No doubt the Minister agrees with the Prime Minister, who told the House last week, when I raised with her the case of Michael Scaife, who tragically drowned in Slough, that she recognises there is more to do on water safety education. The curriculum swimming and water safety recommendations were made nearly a year ago. On this, the last day of the Royal Life Saving Society’s annual Drowning Prevention Week, will the Minister agree to prioritise the implementation of those recommendations?
We were all very sorry to hear about the tragic death of Michael Scaife, who drowned while trying to save a friend. The Government take swimming and water safety very seriously, which is why we improved the national curriculum and why we support the National Water Safety Forum’s national drowning prevention strategy. The group the hon. Gentleman refers to published its report in July 2016. We then established an implementation group and the Government are currently reviewing the recommendations that came out of that report.
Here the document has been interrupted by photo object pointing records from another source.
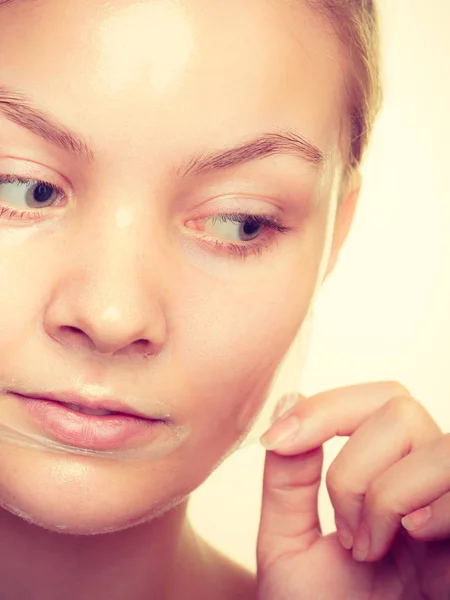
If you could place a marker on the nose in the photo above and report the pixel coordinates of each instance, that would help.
(104, 299)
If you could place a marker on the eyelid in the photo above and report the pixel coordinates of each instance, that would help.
(30, 169)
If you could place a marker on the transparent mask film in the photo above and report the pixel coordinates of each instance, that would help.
(287, 380)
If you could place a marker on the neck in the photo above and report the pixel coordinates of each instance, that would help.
(146, 561)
The children’s Minister—the Under-Secretary of State for Education, the hon. Member for Stratford-on-Avon (Nadhim Zahawi)—was the founder and the first chair of the all-party group on water safety and drowning prevention. Like me, he had constituents who tragically lost their lives, which was why the group was set up. Ross Irwin in my constituency drowned in Christmas 2016 and two schoolgirls drowned a couple of years previously in the same river, the River Wear. So I know this is an issue very close to the Minister’s heart and a number of colleagues from across the House have had constituents dying in such circumstances. Given that almost a third of all pupils leaving primary school are unable to swim and do not have basic water safety skills, will the Minister make it his personal ambition to ensure that every child leaves school knowing the dangers of open water and cold water shock, as well as knowing how to swim?
I pay tribute to the hon. Lady for the work that she has been doing over several years to ensure that children are better informed about the dangers of water and how to be safe in and around it. I thank her for her campaigns and that of the father of Ross Irwin, to whom I also pay tribute. Thanks to the Royal Life Saving Society and Sunderland City Council, there are now improved water safety measures in place at the Fatfield riverside on the River Wear. We take these issues very seriously, which is why we improved the curriculum and why this Government asked an independent group of experts from across the swimming sector to submit an independent report, setting out how we can improve swimming and the swimming curriculum in our schools.